Use the cheapest thing that clears the bar

You buy the tool that's good enough for the job, not the most expensive one on the shelf — capability beyond what you need is just money spent.

The governing principle is to use the cheapest model, the smallest context, and the fewest calls that still meet your quality bar — and no more. This isn't cheapness for its own sake; it's refusing to pay for capability the task doesn't use. Set the quality bar with evals, then find the lightest configuration that clears it. Most cost savings aren't clever tricks — they're just declining to default to the most powerful, most context-heavy, chattiest option when a leaner one passes the bar.

Before you ship an AI feature at scale

Do you know the cost per task — measured in tokens, not just the total bill? - Is the model matched to difficulty — small for routine, frontier only where needed? - Are you routing — easy majority to a cheap model, escalating the hard cases? - Are you caching — repeated answers, the fixed prompt prefix, near-duplicates? - Are you sending the minimum — trimmed context, concise structured output, batched where non-urgent? - Which triangle corner wins — cost, latency, or quality — and is the design tuned for it?

The words you now own

token / input / output — the unit of billing, charged for what you send and what comes back.
frontier model — the biggest, smartest, and most expensive option. - routing / router — sending each request to the right model by difficulty. - plan-and-execute — a strong model plans, cheap models do the bulk. - caching / prompt caching / semantic caching — reusing answers, fixed prefixes, and near-duplicates. - batching — grouping non-urgent work to lower cost, trading latency. - latency / cost / quality — the triangle you balance per use case; streaming for perceived speed.

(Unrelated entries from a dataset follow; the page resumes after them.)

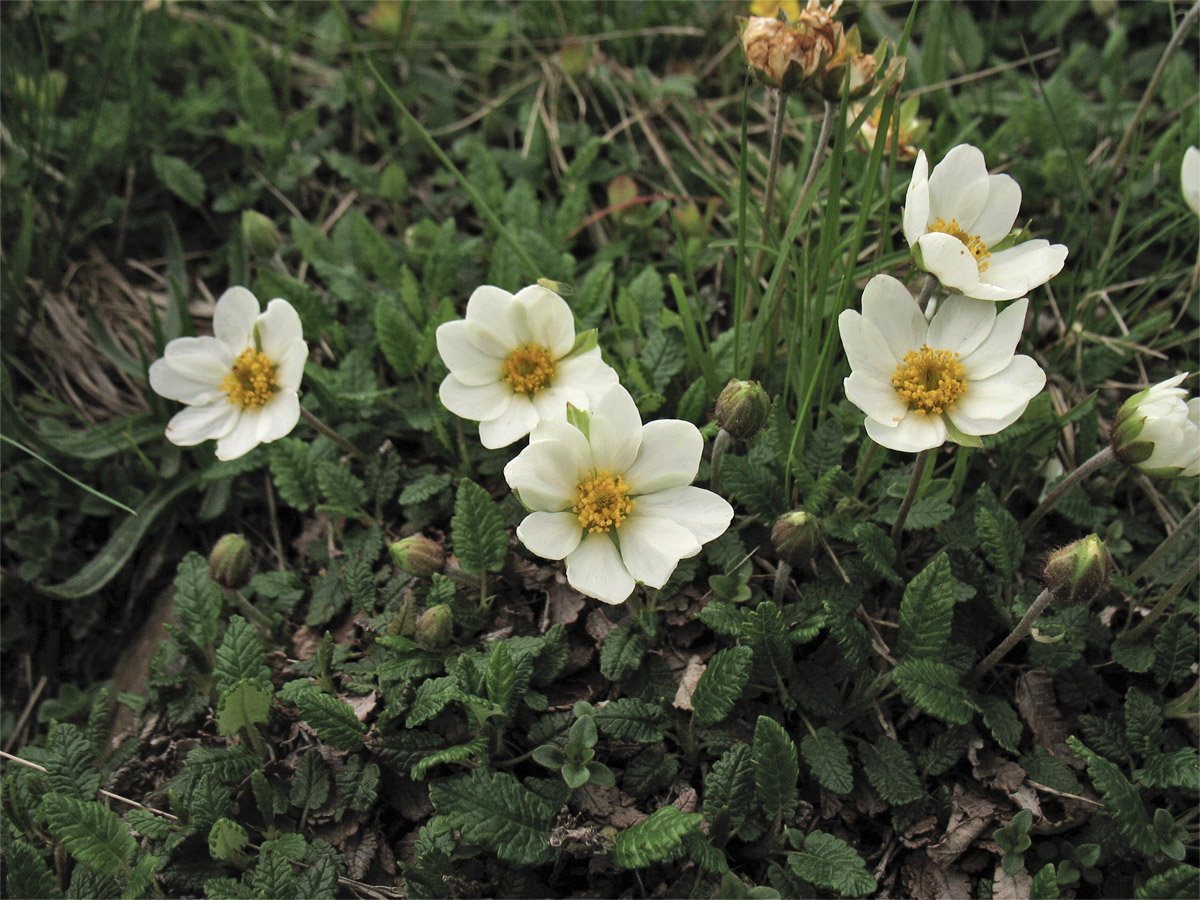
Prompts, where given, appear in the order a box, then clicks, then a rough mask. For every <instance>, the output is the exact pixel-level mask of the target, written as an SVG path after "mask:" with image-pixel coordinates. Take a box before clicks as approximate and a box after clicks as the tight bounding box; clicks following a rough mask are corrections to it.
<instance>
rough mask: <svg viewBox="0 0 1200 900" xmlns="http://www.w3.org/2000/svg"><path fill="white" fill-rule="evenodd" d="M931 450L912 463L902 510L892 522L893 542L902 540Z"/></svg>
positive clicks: (903, 501)
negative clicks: (909, 512)
mask: <svg viewBox="0 0 1200 900" xmlns="http://www.w3.org/2000/svg"><path fill="white" fill-rule="evenodd" d="M930 452H932V451H930V450H922V451H920V452H919V454H917V460H916V462H913V464H912V479H911V480H910V481H908V491H907V492H906V493H905V496H904V500H902V502H901V503H900V511H899V512H896V521H895V522H894V523H893V524H892V542H893V544H896V542H899V541H900V533H901V532H902V530H904V523H905V520H906V518H908V511H910V510H911V509H912V504H913V503H916V502H917V494H918V493H920V484H922V481H923V480H924V476H925V466H928V464H929V455H930Z"/></svg>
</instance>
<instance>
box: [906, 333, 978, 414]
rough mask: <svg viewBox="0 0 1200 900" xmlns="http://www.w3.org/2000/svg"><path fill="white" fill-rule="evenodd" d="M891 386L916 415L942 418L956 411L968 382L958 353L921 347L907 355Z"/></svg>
mask: <svg viewBox="0 0 1200 900" xmlns="http://www.w3.org/2000/svg"><path fill="white" fill-rule="evenodd" d="M892 386H893V388H895V391H896V394H899V395H900V400H902V401H904V402H905V403H907V404H908V408H910V409H911V410H913V412H914V413H916V414H917V415H928V414H929V413H934V414H935V415H940V414H941V413H943V412H946V410H947V409H953V408H954V404H955V402H958V398H959V397H961V396H962V395H964V394H965V392H966V389H967V379H966V378H965V377H964V370H962V364H961V362H959V354H956V353H953V352H950V350H931V349H929V347H928V346H925V344H922V348H920V349H919V350H908V353H906V354H905V358H904V362H901V364H900V365H899V366H896V371H895V374H894V376H892Z"/></svg>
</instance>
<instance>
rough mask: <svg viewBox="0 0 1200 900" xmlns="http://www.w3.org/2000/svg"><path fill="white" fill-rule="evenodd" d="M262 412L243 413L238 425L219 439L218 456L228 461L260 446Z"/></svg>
mask: <svg viewBox="0 0 1200 900" xmlns="http://www.w3.org/2000/svg"><path fill="white" fill-rule="evenodd" d="M259 415H260V413H242V414H241V418H240V419H239V420H238V425H236V426H234V430H233V431H230V432H229V433H228V434H226V436H224V437H222V438H220V439H218V440H217V458H218V460H222V461H226V462H228V461H229V460H236V458H238V457H239V456H245V455H246V454H248V452H250V451H251V450H253V449H254V448H256V446H258V418H259Z"/></svg>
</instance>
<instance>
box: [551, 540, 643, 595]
mask: <svg viewBox="0 0 1200 900" xmlns="http://www.w3.org/2000/svg"><path fill="white" fill-rule="evenodd" d="M566 580H568V581H569V582H570V584H571V587H572V588H575V589H576V590H578V592H580V593H581V594H587V595H588V596H594V598H595V599H596V600H601V601H604V602H606V604H623V602H625V601H626V600H628V599H629V595H630V594H632V593H634V588H635V587H636V584H635V582H634V578H632V577H631V576H630V574H629V571H628V570H626V569H625V564H624V563H622V562H620V553H619V552H618V551H617V545H616V544H613V541H612V539H611V538H610V536H608V535H607V534H588V535H587V536H586V538H584V539H583V540H582V541H580V546H578V547H576V548H575V552H574V553H571V554H570V556H568V557H566Z"/></svg>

Signs you manage cost well

You measure cost per task and know your hotspots, not just the monthly total. - You match the model to difficulty and route instead of using the frontier for everything. - You cache repeated work and the fixed prompt prefix. - You send the minimum context and ask for concise output. - You balance the triangle per feature and use streaming to make things feel fast.

AI economics is deliberate thrift: bill by the token, match the model to difficulty, route, cache, send the minimum, and balance cost against latency and quality — the cheapest thing that clears the bar wins.